Reflections From The Lancet Commission on Investing in Health

November 19, 2018

How close are we to reducing infectious, child, and maternal deaths within a generation? In a new report published in The Lancet, Alma-Ata at 40 Years: Reflections From the Lancet Commission on Investing in Health, GHELI Faculty Director Sue J. Goldie and colleagues assess global progress towards a grand convergence in health—a reduction in infectious, child, and maternal mortality to rates seen in the best-performing middle-income countries. In this report, issued on the 40th anniversary of the landmark Alma-Ata Declaration that established primary health care as the key to achieving “Health for All,” the authors also discuss the future of primary health care through the lens of universal health coverage and health-related Sustainable Development Goals (SDGs). 

More specifically, the authors revisit their conclusion from the 2013 Commission report, Global Health 2035: A World Converging Within a Generation (GH2035), that a grand convergence in health is technically and financially feasible for all but the poorest countries by 2035. In GH2035, the authors underscored the “unprecedented” demographic and epidemiological shifts which, alongside the globalization, have immense implications for achieving a grand convergence.

The authors find that convergence targets for under-5 and HIV/AIDS mortality could be achieved by 2035 should global mortality trends from 2010-2016 continued, but will fall short on targets for maternal and tuberculosis mortality. The Commission also projects that by 2035, most middle-income countries will be able to afford primary health care platforms for delivery of essential universal health coverage. However, many middle-income countries will struggle to meet reduction targets for non-communicable diseases, and many low-income countries will still lack the financing capacity to complete the “unfinished agenda” of grand convergence. 

This report renews the call for national governments to invest in health, identifying five high-return priorities in international collective action: improved drugs and vaccines for tuberculosis; pandemic preparedness; international support to non-communicable disease control programs; development of evidence base to improve health system quality and resilience; and provision of resources to the World Health Organization and other UN agencies to strengthen their financial and legal capacity. The Commission emphasizes the importance of countries to realize the exceptionally high economic value of successful investment in health relative to cost, to boost wellbeing and prosperity globally.

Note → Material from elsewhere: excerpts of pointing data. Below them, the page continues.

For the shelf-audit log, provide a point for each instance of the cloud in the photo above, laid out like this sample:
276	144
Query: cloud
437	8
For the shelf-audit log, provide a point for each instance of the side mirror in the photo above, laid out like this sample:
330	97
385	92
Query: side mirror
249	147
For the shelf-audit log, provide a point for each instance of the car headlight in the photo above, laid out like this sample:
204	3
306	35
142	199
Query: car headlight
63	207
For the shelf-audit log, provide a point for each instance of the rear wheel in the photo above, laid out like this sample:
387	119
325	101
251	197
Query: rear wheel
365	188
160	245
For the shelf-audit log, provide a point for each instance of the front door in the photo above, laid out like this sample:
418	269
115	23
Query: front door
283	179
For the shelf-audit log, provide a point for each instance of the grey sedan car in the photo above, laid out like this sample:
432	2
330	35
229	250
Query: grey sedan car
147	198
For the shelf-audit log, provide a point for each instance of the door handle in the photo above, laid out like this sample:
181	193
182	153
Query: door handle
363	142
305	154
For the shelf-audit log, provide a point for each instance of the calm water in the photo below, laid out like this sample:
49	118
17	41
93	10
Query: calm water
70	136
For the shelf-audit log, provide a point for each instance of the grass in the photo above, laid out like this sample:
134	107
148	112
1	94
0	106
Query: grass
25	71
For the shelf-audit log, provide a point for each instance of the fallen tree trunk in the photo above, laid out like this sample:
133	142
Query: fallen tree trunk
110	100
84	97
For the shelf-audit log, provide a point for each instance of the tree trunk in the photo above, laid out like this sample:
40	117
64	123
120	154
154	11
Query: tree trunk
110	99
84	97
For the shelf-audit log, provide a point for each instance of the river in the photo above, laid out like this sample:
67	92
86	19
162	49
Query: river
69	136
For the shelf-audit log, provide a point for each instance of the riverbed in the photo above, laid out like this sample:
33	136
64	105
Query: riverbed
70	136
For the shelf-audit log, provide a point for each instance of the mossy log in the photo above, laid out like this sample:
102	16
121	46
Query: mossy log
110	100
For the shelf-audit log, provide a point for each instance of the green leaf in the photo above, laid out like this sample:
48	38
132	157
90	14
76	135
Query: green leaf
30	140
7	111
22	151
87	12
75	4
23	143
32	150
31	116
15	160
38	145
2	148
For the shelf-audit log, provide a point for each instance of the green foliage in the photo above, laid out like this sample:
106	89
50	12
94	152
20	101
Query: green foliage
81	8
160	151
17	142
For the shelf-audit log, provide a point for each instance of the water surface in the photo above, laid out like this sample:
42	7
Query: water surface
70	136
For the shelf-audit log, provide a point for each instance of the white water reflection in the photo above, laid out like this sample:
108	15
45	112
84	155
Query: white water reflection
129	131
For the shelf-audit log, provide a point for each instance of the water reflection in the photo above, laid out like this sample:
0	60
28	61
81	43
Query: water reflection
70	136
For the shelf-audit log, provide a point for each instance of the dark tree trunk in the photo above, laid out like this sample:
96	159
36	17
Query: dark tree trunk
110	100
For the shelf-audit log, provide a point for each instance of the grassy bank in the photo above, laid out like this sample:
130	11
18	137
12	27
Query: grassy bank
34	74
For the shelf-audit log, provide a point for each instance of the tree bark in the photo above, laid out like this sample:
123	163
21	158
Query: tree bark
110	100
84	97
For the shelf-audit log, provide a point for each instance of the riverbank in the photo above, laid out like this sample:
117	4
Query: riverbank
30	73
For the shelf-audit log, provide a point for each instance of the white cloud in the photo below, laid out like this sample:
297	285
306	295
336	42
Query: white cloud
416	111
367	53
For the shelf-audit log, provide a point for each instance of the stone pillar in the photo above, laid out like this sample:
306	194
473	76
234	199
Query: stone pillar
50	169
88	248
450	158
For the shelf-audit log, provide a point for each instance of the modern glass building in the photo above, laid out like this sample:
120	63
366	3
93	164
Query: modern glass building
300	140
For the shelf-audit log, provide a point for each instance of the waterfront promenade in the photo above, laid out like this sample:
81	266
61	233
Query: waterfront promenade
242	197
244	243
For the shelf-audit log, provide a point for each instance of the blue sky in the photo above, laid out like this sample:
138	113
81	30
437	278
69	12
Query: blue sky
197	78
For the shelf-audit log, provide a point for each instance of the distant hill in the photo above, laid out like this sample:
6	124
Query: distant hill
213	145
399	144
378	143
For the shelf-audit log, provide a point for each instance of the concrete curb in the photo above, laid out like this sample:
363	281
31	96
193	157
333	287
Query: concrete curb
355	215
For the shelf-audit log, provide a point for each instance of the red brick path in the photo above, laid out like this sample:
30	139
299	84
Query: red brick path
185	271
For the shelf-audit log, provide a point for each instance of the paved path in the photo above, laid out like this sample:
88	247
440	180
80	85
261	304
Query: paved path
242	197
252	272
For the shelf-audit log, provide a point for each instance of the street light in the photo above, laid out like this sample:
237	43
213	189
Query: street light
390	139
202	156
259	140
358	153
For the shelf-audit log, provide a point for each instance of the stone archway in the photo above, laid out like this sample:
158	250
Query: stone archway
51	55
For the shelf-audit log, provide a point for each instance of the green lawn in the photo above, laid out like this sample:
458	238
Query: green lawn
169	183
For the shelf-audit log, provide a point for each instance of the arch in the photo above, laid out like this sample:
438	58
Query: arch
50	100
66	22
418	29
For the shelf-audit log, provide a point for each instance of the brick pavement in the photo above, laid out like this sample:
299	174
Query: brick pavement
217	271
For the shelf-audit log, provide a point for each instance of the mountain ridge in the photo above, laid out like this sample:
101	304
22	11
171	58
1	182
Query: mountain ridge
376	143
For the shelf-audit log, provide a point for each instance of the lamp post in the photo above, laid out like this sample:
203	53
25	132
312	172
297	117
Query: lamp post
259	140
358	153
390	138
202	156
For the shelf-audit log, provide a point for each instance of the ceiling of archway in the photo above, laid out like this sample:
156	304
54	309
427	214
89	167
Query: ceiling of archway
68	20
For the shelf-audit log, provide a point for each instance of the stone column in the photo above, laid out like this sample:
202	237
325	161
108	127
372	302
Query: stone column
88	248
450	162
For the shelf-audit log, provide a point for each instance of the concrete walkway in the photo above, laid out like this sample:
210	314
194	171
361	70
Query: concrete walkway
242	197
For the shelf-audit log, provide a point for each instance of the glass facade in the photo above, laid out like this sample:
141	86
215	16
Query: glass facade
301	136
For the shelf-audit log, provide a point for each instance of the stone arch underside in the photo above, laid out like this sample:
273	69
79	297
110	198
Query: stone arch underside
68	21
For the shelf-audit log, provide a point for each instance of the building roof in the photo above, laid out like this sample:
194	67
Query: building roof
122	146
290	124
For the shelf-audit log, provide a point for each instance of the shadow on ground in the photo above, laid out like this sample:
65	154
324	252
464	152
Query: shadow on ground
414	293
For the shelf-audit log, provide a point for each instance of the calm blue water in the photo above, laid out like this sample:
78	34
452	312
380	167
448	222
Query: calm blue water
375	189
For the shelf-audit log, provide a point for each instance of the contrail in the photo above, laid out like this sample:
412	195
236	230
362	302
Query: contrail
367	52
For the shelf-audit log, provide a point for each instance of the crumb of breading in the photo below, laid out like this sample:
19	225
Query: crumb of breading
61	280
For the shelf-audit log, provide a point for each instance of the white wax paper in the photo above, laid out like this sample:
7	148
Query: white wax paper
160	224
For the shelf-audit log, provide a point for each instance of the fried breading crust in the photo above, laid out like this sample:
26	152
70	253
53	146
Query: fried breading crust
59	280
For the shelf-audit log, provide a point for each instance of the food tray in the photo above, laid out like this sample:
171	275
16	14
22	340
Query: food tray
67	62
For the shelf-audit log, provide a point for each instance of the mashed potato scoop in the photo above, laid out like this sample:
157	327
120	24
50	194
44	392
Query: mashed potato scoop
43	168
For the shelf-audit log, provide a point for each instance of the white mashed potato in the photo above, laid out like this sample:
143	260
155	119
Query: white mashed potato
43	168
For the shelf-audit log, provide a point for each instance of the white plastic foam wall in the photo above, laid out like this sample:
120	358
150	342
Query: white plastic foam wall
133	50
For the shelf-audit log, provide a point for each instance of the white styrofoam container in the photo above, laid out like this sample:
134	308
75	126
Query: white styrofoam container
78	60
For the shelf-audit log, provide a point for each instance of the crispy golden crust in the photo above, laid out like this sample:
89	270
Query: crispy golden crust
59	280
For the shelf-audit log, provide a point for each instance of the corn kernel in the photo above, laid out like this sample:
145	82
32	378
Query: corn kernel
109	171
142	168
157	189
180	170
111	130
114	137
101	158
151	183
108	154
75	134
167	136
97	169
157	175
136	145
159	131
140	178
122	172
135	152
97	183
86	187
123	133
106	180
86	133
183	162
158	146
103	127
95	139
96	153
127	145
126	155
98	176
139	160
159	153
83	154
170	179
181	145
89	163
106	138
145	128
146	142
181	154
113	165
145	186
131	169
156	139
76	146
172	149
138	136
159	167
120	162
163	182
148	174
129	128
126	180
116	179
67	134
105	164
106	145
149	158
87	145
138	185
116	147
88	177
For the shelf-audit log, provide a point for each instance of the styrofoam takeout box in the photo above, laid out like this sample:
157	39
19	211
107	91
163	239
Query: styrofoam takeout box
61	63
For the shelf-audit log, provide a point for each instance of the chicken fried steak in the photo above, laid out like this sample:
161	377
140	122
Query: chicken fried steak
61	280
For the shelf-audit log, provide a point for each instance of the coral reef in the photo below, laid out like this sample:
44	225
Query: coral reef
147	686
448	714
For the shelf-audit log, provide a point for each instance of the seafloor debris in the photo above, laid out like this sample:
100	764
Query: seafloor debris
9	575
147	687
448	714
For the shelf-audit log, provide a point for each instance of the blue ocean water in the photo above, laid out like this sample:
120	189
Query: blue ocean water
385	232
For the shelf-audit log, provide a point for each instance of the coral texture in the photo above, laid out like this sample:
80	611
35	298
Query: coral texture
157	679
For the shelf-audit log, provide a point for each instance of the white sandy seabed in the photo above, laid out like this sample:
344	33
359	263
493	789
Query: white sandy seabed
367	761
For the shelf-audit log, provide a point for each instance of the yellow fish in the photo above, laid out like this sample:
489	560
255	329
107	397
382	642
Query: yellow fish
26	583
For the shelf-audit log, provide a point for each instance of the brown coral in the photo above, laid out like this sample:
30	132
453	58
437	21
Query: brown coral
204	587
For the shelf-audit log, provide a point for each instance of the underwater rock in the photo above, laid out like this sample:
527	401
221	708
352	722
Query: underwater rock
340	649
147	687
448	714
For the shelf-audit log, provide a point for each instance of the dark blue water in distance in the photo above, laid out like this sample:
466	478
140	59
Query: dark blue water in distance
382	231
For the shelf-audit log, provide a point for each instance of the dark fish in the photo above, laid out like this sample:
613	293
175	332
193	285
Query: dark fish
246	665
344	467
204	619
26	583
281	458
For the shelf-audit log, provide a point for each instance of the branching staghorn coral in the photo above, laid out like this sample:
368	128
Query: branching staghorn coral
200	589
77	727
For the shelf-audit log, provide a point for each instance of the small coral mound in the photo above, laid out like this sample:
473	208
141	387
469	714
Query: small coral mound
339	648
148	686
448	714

Sue J. Goldie is the Roger Irving Lee Professor of Public Health and serves as the Director of both the Center for Health Decision Science, Harvard T.H. Chan School of Public Health and the Global Health Education and Learning Incubator at Harvard University. Goldie has catalyzed cross-sectoral collaboration beyond the university, played key roles in initiatives such as the Lancet Commission on Investing in Health, and infused global health perspectives into educational opportunities across schools. Piloting creative pedagogy, Goldie has developed courses in decision science and population health for undergraduates and graduates, and has received more than a dozen teaching and mentorship awards.